Star Rating:

The Private Lives of Pippa Lee

Director: Rebecca Miller

Actors: Robin Wright Penn

Release Date: Monday 30th November -0001

Running time: 93 minutes

"The problem is you're too adaptable - you're the adaptable enigma," the serene Pippa Lee (Wright Penn) is told at a dinner party. Pippa, however, has had enough of being the enigma and wants to be 'known'; something rotten is boiling under her façade of tranquillity and it's about to boil over. To understand Pippa is to understand her youth: Because of a fractious relationship with her manic-depressive mother (Maria Bello) the teenage Pippa (played by Blake Lively) ran away from home, throwing herself into a bohemian rock 'n roll lifestyle. That all ended once she met Herb (Arkin), a publisher some years her senior, who gave her the security she didn#t know she craved. That was then.

This is now. She doesn't crave security anymore, but she doesn't know it yet: her growing ennui manifests itself in sleepwalks to the fridge to gorge on chocolate cake. Herb, now retired and regretting it, thinks it's the onset of his senility. When purposely-installed security cameras reveal the true culprit, it awakens questions in Pippa - what is wrong with her? What does she want? When Chris (Reeves), the wayward and troubled son of her neighbour, arrives home, it ignites the long-dormant lust for danger in Pippa and her life once again takes another path.
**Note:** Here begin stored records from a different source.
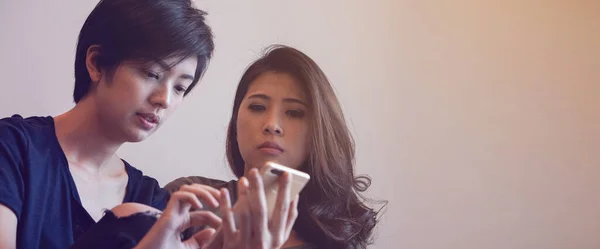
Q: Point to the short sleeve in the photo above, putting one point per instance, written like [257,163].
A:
[13,148]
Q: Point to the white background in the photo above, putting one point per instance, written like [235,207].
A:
[479,121]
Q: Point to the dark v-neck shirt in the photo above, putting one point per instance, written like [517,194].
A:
[36,184]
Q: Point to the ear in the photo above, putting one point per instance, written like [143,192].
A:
[91,62]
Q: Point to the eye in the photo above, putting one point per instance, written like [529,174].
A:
[180,89]
[256,107]
[295,113]
[152,75]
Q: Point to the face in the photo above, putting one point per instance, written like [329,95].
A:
[273,122]
[138,97]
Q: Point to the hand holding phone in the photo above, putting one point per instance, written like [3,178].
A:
[270,175]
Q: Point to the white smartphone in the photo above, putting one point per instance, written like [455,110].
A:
[270,175]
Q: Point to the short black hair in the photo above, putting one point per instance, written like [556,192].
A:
[148,30]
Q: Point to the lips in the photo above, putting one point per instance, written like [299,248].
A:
[150,117]
[271,148]
[148,121]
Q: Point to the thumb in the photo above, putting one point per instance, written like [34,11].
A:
[200,239]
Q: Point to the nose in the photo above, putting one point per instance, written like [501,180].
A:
[161,96]
[273,125]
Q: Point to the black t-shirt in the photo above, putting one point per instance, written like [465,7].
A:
[36,184]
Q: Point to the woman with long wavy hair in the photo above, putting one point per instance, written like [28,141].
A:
[286,111]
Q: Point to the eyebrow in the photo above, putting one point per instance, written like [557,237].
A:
[166,67]
[265,97]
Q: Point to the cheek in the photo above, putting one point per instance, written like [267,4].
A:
[243,131]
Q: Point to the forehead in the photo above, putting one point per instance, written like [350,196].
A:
[175,64]
[277,84]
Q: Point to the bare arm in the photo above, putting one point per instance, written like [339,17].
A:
[8,228]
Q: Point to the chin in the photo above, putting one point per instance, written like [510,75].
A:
[137,136]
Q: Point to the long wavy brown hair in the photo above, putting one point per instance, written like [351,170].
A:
[331,210]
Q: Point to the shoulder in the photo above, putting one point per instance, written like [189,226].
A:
[137,177]
[144,189]
[215,183]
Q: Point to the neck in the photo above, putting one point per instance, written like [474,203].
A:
[82,138]
[293,240]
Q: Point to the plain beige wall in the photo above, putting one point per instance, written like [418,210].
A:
[478,121]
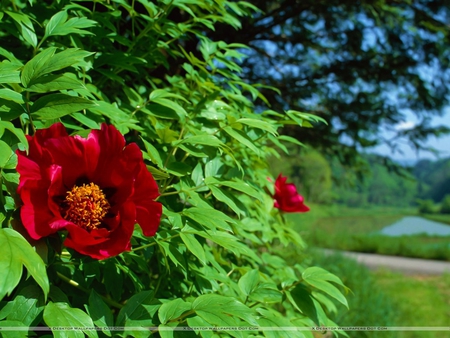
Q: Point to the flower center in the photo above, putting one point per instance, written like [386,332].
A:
[86,206]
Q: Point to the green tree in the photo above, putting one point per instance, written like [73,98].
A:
[125,67]
[359,65]
[445,205]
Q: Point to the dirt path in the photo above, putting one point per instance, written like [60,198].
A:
[401,264]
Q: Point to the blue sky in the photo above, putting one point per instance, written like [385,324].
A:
[409,154]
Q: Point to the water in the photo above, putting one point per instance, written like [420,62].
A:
[413,225]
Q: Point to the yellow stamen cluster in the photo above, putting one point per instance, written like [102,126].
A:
[86,206]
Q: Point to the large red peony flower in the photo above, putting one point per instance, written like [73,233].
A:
[96,188]
[287,198]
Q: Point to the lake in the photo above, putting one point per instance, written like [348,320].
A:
[413,225]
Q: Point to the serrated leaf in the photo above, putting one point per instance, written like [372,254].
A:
[206,139]
[303,301]
[47,61]
[173,309]
[26,27]
[52,83]
[27,305]
[266,293]
[242,138]
[85,120]
[194,246]
[152,153]
[139,310]
[16,131]
[210,218]
[226,198]
[248,282]
[9,72]
[100,313]
[16,252]
[260,124]
[236,185]
[54,106]
[5,153]
[215,308]
[62,315]
[59,25]
[318,281]
[11,95]
[13,334]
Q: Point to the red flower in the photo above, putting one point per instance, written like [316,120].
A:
[96,188]
[287,198]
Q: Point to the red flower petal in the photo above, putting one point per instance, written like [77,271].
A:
[58,163]
[287,198]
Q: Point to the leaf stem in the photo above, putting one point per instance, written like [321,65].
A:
[79,287]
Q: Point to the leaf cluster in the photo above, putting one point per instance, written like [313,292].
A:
[216,260]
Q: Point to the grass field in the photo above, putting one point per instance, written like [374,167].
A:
[351,229]
[385,298]
[421,301]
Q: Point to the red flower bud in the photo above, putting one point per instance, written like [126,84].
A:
[96,188]
[286,196]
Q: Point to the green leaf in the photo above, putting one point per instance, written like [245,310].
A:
[272,319]
[59,25]
[171,105]
[10,110]
[26,27]
[194,246]
[100,313]
[236,185]
[27,305]
[62,315]
[178,169]
[15,252]
[5,153]
[226,198]
[139,310]
[319,278]
[242,138]
[9,72]
[54,106]
[303,301]
[11,95]
[47,61]
[13,334]
[52,83]
[206,139]
[210,218]
[260,124]
[86,120]
[266,293]
[248,282]
[173,309]
[152,153]
[16,131]
[215,308]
A busier film that Miller's previous low-key effort, The Ballad of Jack and Rose, The Private Lives of Pippa Lee still lacks a strong narrative thrust, but its ramshackle cabal of well-written characters that inhabit Pippa's life are interesting enough to keep the plotless narrative ticking over. Wright Penn hasn't inhabited a character this well since her turn in She's So Lovely – it's such a shame she doesn't star in more films. Adding to the impressive cast is an underused Julianne Moore, playing Pippa's aunt's lesbian lover, and a fun Winona Ryder as Pippa's friend caught in a loveless marriage. Even Reeves is fine. The two standouts are Bello and Lively, though. Their believable sparring matches ignite the quiet proceedings, giving the film a much-needed energy.

With plot developments and character reveals coming at unexpected times, and the overzealous use of flashbacks (Pippa's past is revealed piecemeal) ...Pippa Lee never finds its rhythm. Like Pippa herself, the film doesn't know what it wants to say or do and feels like a giant back-story to a movie that's about to happen. Maybe this is what Miller is trying to say: it's never too late and you're never too old to start over, start afresh. However, there's probably more going on here than just that.